Abstract

The objective of this paper is to evaluate the role of the manufacturing sector in the development process based on two laws of Kaldor. The first law states that the higher the growth of the manufacturing output, the more significant is the growth rate of the economy's product as a whole. The second law, known as the Kaldor–Verdoorn law, establishes a deterministic relation between the growth of manufacturing productivity and manufacturing output growth. This paper begins showing stylized facts of the production and exports of manufactured goods to show that these remain related to the income level of countries in recent years. Thereafter, a theoretical reflection on the importance of manufacturing in the process of economic development is performed, associating it to the manufacturing exports and to the exchange rate regime.

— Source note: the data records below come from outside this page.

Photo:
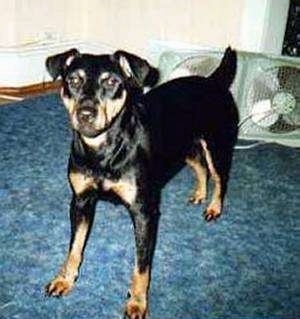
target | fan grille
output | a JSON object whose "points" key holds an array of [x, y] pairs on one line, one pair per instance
{"points": [[273, 101]]}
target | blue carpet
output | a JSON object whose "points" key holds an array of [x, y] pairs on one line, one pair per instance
{"points": [[245, 265]]}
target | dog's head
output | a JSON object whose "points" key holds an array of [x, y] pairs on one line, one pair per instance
{"points": [[95, 88]]}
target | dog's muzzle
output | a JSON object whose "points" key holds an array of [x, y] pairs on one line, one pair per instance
{"points": [[86, 113]]}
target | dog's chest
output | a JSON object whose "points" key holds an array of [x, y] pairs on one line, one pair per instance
{"points": [[125, 188]]}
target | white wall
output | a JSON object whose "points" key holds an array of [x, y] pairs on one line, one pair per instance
{"points": [[254, 25]]}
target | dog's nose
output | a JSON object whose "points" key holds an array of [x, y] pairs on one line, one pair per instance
{"points": [[86, 114]]}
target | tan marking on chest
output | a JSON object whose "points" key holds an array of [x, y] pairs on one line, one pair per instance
{"points": [[95, 142], [125, 189], [81, 182]]}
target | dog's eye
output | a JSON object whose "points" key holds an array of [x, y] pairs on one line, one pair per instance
{"points": [[74, 81], [112, 81]]}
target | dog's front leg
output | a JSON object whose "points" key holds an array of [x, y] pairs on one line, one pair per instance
{"points": [[82, 213], [145, 223]]}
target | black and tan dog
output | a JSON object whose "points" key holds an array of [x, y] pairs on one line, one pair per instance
{"points": [[127, 145]]}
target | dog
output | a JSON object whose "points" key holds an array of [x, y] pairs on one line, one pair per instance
{"points": [[128, 144]]}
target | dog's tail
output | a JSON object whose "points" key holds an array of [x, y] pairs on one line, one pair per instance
{"points": [[225, 72]]}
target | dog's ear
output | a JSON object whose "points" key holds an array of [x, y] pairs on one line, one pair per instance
{"points": [[56, 64], [137, 68]]}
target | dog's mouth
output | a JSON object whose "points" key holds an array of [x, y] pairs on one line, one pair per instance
{"points": [[90, 119]]}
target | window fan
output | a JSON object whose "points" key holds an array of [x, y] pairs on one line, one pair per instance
{"points": [[266, 89]]}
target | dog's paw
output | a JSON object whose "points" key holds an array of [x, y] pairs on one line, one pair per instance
{"points": [[197, 197], [212, 213], [59, 287], [136, 308]]}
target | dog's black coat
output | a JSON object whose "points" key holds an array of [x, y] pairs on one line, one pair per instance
{"points": [[146, 143]]}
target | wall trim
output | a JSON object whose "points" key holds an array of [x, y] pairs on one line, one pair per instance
{"points": [[25, 65], [263, 25]]}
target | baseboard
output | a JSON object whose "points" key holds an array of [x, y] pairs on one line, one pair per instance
{"points": [[24, 66], [19, 93]]}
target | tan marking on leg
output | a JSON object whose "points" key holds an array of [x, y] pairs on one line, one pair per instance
{"points": [[64, 282], [125, 189], [213, 210], [136, 306], [199, 194], [81, 183]]}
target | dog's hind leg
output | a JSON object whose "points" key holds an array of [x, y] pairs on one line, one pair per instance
{"points": [[218, 156], [196, 162]]}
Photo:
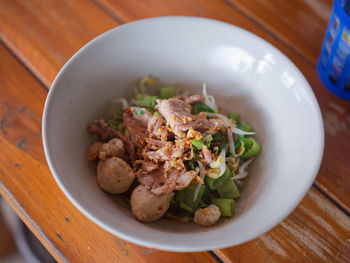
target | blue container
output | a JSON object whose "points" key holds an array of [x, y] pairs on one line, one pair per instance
{"points": [[334, 62]]}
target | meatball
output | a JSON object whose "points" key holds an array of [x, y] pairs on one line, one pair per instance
{"points": [[147, 206], [114, 175], [114, 147], [207, 216], [94, 150]]}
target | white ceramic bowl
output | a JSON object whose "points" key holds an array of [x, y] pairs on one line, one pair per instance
{"points": [[242, 71]]}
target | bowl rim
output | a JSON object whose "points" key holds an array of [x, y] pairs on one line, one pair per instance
{"points": [[183, 248]]}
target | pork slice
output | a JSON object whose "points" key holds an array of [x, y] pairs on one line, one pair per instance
{"points": [[136, 125], [178, 115], [106, 133], [156, 180], [184, 179]]}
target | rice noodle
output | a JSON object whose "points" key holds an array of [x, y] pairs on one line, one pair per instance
{"points": [[209, 100], [231, 141], [242, 173], [202, 175], [228, 123], [223, 163]]}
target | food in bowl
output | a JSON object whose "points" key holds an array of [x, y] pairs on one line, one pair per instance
{"points": [[173, 154]]}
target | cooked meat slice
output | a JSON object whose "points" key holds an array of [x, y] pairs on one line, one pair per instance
{"points": [[137, 125], [193, 99], [157, 143], [94, 150], [207, 154], [148, 207], [106, 132], [184, 179], [156, 180], [114, 175], [178, 116], [207, 216], [157, 127], [114, 147]]}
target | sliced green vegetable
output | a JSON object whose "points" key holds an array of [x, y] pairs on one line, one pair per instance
{"points": [[198, 144], [186, 207], [203, 205], [226, 206], [200, 107], [228, 190], [167, 92], [244, 126], [253, 148], [234, 116], [215, 183], [190, 194], [219, 140], [185, 197], [146, 100], [240, 137]]}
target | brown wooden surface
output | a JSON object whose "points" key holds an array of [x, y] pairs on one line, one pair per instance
{"points": [[315, 232], [44, 60], [300, 24], [44, 34]]}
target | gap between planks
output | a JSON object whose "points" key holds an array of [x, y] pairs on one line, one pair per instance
{"points": [[31, 224]]}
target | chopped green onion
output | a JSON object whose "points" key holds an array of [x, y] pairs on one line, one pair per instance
{"points": [[226, 206], [215, 183], [244, 127], [253, 149], [234, 116], [198, 144], [139, 111], [228, 190], [200, 107], [167, 92]]}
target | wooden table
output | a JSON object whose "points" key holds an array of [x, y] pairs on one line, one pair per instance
{"points": [[38, 37]]}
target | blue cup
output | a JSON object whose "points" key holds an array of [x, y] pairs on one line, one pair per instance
{"points": [[334, 62]]}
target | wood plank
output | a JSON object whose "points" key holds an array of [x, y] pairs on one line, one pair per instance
{"points": [[300, 24], [317, 228], [45, 34], [24, 172], [333, 177], [315, 232]]}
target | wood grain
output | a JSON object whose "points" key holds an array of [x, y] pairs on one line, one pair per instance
{"points": [[299, 24], [24, 171], [80, 240], [315, 232], [45, 34], [333, 177]]}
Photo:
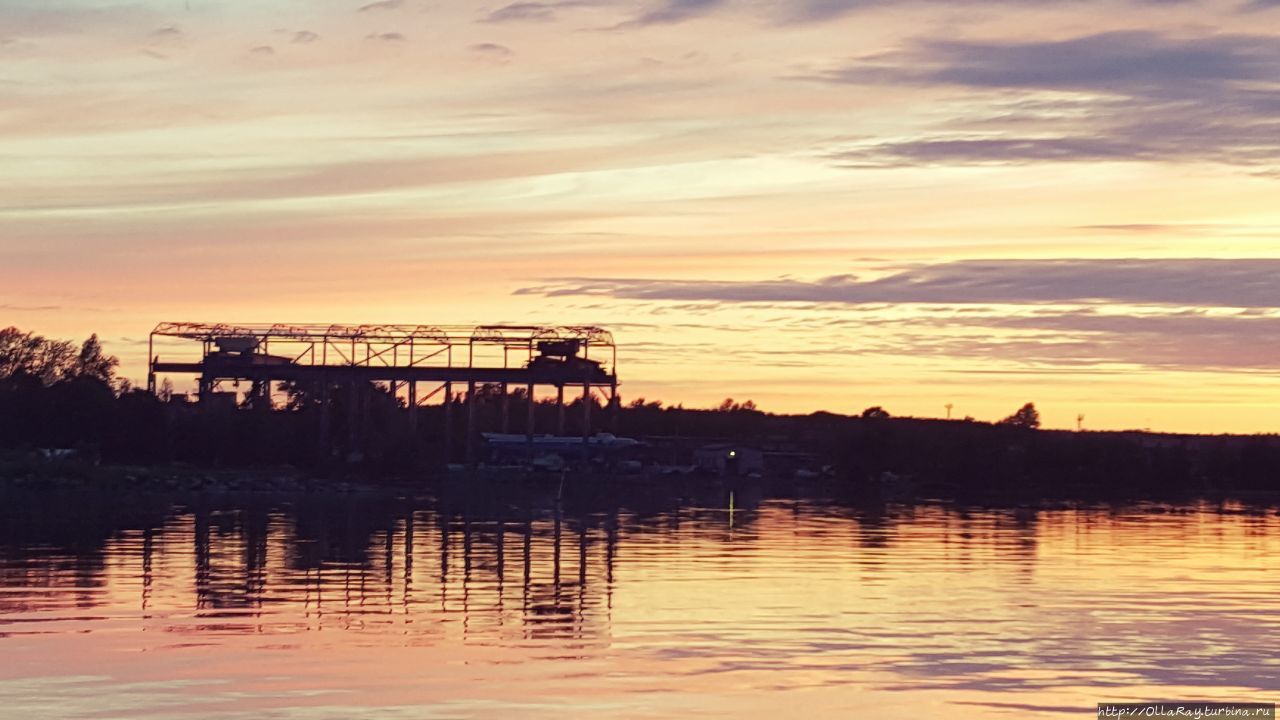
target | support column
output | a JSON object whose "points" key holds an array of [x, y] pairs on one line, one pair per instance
{"points": [[586, 422], [471, 423], [151, 367], [352, 415], [560, 410], [613, 408], [529, 420], [412, 404], [506, 406], [323, 395], [448, 422]]}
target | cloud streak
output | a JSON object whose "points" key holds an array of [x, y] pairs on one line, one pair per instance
{"points": [[1115, 96], [1180, 282]]}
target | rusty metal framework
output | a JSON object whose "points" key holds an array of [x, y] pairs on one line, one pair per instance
{"points": [[402, 356]]}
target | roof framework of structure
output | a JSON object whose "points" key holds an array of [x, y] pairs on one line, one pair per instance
{"points": [[442, 335]]}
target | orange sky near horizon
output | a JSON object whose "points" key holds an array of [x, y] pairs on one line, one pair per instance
{"points": [[814, 204]]}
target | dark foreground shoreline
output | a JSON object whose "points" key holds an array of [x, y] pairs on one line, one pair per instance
{"points": [[81, 479]]}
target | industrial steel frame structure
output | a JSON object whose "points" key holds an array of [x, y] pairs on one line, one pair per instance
{"points": [[405, 358]]}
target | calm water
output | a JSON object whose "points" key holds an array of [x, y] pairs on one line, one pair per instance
{"points": [[511, 605]]}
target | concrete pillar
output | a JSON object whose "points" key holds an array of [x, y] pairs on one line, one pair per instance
{"points": [[560, 410], [471, 422]]}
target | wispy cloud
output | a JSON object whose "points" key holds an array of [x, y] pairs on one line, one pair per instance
{"points": [[1179, 282], [1120, 96], [531, 12], [382, 5]]}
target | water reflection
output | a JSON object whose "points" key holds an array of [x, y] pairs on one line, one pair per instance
{"points": [[631, 601]]}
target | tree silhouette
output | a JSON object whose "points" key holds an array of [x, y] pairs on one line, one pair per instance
{"points": [[1027, 417]]}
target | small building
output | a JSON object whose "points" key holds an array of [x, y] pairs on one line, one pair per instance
{"points": [[728, 459]]}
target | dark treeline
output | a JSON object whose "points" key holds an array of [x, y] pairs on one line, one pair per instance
{"points": [[59, 395]]}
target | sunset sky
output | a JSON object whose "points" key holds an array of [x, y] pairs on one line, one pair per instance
{"points": [[814, 204]]}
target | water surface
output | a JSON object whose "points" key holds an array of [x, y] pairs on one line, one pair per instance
{"points": [[627, 604]]}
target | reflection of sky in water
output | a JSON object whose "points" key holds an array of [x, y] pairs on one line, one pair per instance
{"points": [[481, 606]]}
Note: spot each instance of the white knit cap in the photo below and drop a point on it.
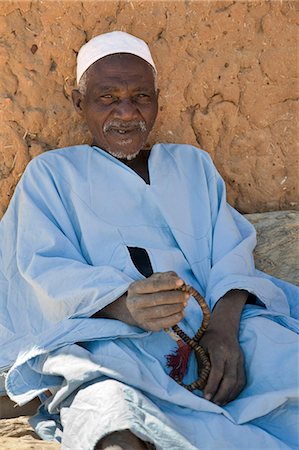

Then, the paper performs a Kaldorian model systematization to assess the importance of manufacturing and its exports on the economic development. Econometric tests are performed based on a dynamic panel data for a sample of 63 middle and high-income countries, excluding major exporters of fuels for the period between 1990 and 2011, to analyze whether there is any difference in growth dynamics between these two groups. Estimates attest the occurrence of the two Kaldor laws, demonstrating that output growth in the manufacturing sector is essential to increasing economic growth and productivity, particularly in middle-income economies. The results also confirm that manufacturing exports are relevant to the development process and that the exchange rate contributes to this process in middle-income countries.